Warnakulasuriya S, Reibel J, Bouquot J, Dabelsteen E
Department of Oral Medicine, King's College Dental Institute at Guy's, King's & St Thomas' Hospitals, London, UK.
J Oral Pathol Med. 2008 Mar;37(3):127-33. doi: 10.1111/j.1600-0714.2007.00584.x.
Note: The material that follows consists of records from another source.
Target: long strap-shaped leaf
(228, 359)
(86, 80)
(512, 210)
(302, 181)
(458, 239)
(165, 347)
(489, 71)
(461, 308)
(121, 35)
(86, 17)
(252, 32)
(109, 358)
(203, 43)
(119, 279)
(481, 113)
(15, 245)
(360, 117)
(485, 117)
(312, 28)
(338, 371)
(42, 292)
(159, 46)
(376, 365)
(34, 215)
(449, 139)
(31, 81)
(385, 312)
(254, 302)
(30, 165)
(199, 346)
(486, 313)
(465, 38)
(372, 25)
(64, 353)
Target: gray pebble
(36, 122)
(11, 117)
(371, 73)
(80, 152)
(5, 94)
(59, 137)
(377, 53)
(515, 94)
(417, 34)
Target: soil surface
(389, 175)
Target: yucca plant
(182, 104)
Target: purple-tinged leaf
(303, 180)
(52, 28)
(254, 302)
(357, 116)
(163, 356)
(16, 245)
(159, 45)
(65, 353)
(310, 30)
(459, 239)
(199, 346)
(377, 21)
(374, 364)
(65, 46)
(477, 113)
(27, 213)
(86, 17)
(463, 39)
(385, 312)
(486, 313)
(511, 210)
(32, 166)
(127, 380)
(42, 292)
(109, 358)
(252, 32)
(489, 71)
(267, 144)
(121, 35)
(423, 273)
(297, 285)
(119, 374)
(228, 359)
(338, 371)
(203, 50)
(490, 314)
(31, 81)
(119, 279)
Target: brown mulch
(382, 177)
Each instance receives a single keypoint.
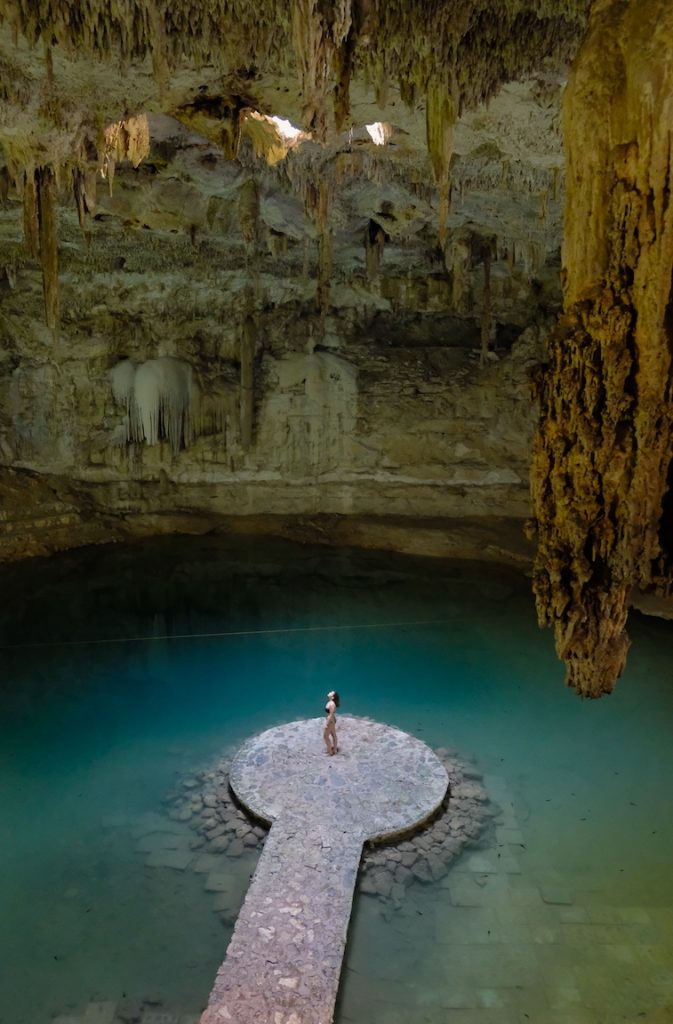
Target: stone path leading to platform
(284, 961)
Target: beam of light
(379, 132)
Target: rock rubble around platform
(222, 830)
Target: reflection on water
(568, 918)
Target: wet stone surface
(284, 961)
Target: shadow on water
(97, 725)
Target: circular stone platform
(382, 781)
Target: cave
(336, 354)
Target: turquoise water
(94, 734)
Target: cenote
(126, 669)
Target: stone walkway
(284, 961)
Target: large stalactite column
(603, 448)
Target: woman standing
(329, 732)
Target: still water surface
(94, 734)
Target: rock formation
(601, 467)
(296, 260)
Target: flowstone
(284, 961)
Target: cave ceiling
(171, 103)
(280, 160)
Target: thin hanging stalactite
(31, 223)
(45, 186)
(440, 116)
(487, 315)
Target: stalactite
(487, 315)
(602, 451)
(31, 222)
(127, 139)
(249, 212)
(161, 400)
(46, 207)
(310, 47)
(440, 115)
(84, 190)
(248, 337)
(374, 245)
(325, 248)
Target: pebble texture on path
(284, 961)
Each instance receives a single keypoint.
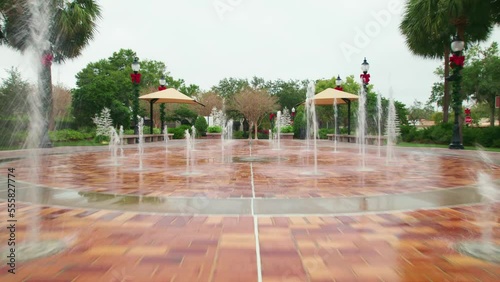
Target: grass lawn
(406, 144)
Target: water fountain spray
(379, 122)
(335, 115)
(140, 146)
(312, 127)
(121, 140)
(485, 249)
(165, 136)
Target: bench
(133, 139)
(370, 139)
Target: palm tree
(429, 26)
(61, 28)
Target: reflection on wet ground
(241, 206)
(245, 210)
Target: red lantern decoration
(136, 77)
(365, 77)
(456, 61)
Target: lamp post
(338, 83)
(136, 80)
(456, 63)
(365, 76)
(162, 86)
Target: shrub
(409, 133)
(287, 129)
(214, 129)
(67, 135)
(263, 135)
(201, 125)
(324, 131)
(239, 135)
(299, 125)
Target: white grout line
(256, 229)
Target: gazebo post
(348, 102)
(151, 102)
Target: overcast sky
(205, 41)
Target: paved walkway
(235, 218)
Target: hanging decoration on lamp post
(456, 64)
(338, 83)
(162, 106)
(136, 80)
(365, 76)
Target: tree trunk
(446, 94)
(492, 113)
(46, 107)
(255, 129)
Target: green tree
(428, 27)
(254, 104)
(13, 92)
(71, 27)
(228, 87)
(418, 111)
(106, 83)
(289, 93)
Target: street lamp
(365, 76)
(338, 83)
(162, 86)
(136, 80)
(456, 63)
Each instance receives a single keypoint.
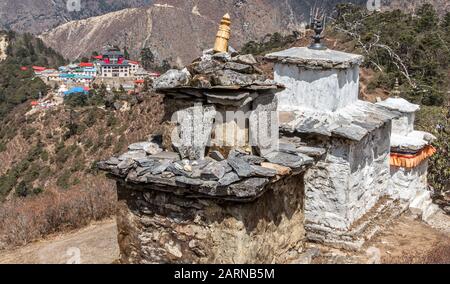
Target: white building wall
(324, 90)
(404, 125)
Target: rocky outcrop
(173, 31)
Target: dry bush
(30, 219)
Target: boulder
(172, 79)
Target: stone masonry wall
(318, 90)
(158, 227)
(348, 182)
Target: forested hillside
(18, 85)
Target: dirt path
(96, 244)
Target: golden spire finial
(223, 35)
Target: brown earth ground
(407, 240)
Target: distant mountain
(36, 16)
(179, 29)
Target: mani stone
(311, 151)
(245, 59)
(254, 160)
(216, 155)
(242, 168)
(188, 181)
(264, 172)
(281, 170)
(214, 171)
(133, 155)
(147, 163)
(172, 79)
(229, 178)
(288, 160)
(170, 156)
(233, 78)
(238, 67)
(251, 187)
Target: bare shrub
(29, 219)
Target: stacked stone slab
(199, 203)
(409, 181)
(344, 190)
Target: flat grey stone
(112, 161)
(140, 171)
(160, 167)
(239, 67)
(399, 104)
(178, 170)
(216, 155)
(316, 59)
(351, 131)
(289, 160)
(188, 181)
(213, 171)
(287, 148)
(138, 146)
(172, 79)
(241, 167)
(156, 179)
(245, 59)
(171, 156)
(133, 155)
(206, 66)
(229, 178)
(146, 162)
(263, 172)
(254, 160)
(126, 164)
(311, 151)
(233, 78)
(223, 57)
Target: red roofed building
(86, 64)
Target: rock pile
(217, 71)
(240, 177)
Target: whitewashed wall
(348, 182)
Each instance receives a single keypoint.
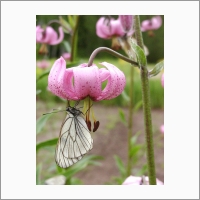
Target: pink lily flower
(77, 83)
(66, 56)
(126, 22)
(162, 128)
(152, 24)
(49, 35)
(136, 180)
(108, 28)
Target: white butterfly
(74, 140)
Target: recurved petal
(87, 81)
(55, 39)
(116, 82)
(59, 80)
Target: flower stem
(146, 108)
(130, 123)
(112, 52)
(74, 40)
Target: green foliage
(41, 122)
(136, 152)
(157, 69)
(46, 143)
(156, 89)
(141, 58)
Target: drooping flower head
(83, 82)
(49, 35)
(151, 24)
(79, 82)
(107, 28)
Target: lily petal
(59, 80)
(87, 81)
(116, 82)
(60, 39)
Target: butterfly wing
(74, 141)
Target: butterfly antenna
(54, 112)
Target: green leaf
(38, 174)
(120, 165)
(46, 143)
(157, 69)
(139, 53)
(38, 92)
(138, 105)
(41, 122)
(42, 75)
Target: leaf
(46, 143)
(38, 92)
(41, 122)
(138, 105)
(139, 53)
(120, 165)
(42, 75)
(157, 69)
(38, 174)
At a workshop coordinated by the WHO Collaborating Centre for Oral Cancer and Precancer in the United Kingdom issues related to potentially malignant disorders of the oral cavity were discussed by an expert group. The consensus views of the Working Group are presented in a series of papers. In this report, we review the oral epithelial dysplasia classification systems. The three classification schemes [oral epithelial dysplasia scoring system, squamous intraepithelial neoplasia and Ljubljana classification] were presented and the Working Group recommended epithelial dysplasia grading for routine use. Although most oral pathologists possibly recognize and accept the criteria for grading epithelial dysplasia, firstly based on architectural features and then of cytology, there is great variability in their interpretation of the presence, degree and significance of the individual criteria. Several studies have shown great interexaminer and intraexaminer variability in the assessment of the presence or absence and the grade of oral epithelial dysplasia. The Working Group considered the two class classification (no/questionable/ mild - low risk; moderate or severe - implying high risk) and was of the view that reducing the number of choices from 3 to 2 may increase the likelihood of agreement between pathologists. The utility of this need to be tested in future studies. The variables that are likely to affect oral epithelial dysplasia scoring were discussed and are outlined here; these need to be researched in longitudinal studies to explore the biological significance of a low-risk or high-risk dysplasia.
在由世界卫生组织口腔癌与癌前病变合作中心在英国协调举办的一次研讨会上,一个专家小组讨论了与口腔潜在恶性疾病相关的问题。工作组的共识性观点在一系列论文中发表。在本报告中,我们回顾了口腔上皮异常增生的分类系统。介绍了三种分类方案[口腔上皮异常增生评分系统、鳞状上皮内瘤变和卢布尔雅那分类],工作组建议将上皮异常增生分级用于常规诊断。尽管大多数口腔病理学家可能认可并接受上皮异常增生的分级标准,首先基于结构特征,然后是细胞学特征,但他们对各个标准的存在、程度及意义的解读存在很大差异。多项研究表明,在评估口腔上皮异常增生的有无及分级方面,不同检查者之间以及同一检查者自身的差异都很大。工作组考虑了二分法分类(无/可疑/轻度 - 低风险;中度或重度 - 意味着高风险),并认为将选择数量从3种减少到2种可能会增加病理学家之间达成一致的可能性。这一做法的实用性有待在未来研究中进行检验。讨论了可能影响口腔上皮异常增生评分的变量,并在此进行概述;这些变量需要在纵向研究中进行探究,以探讨低风险或高风险异常增生的生物学意义。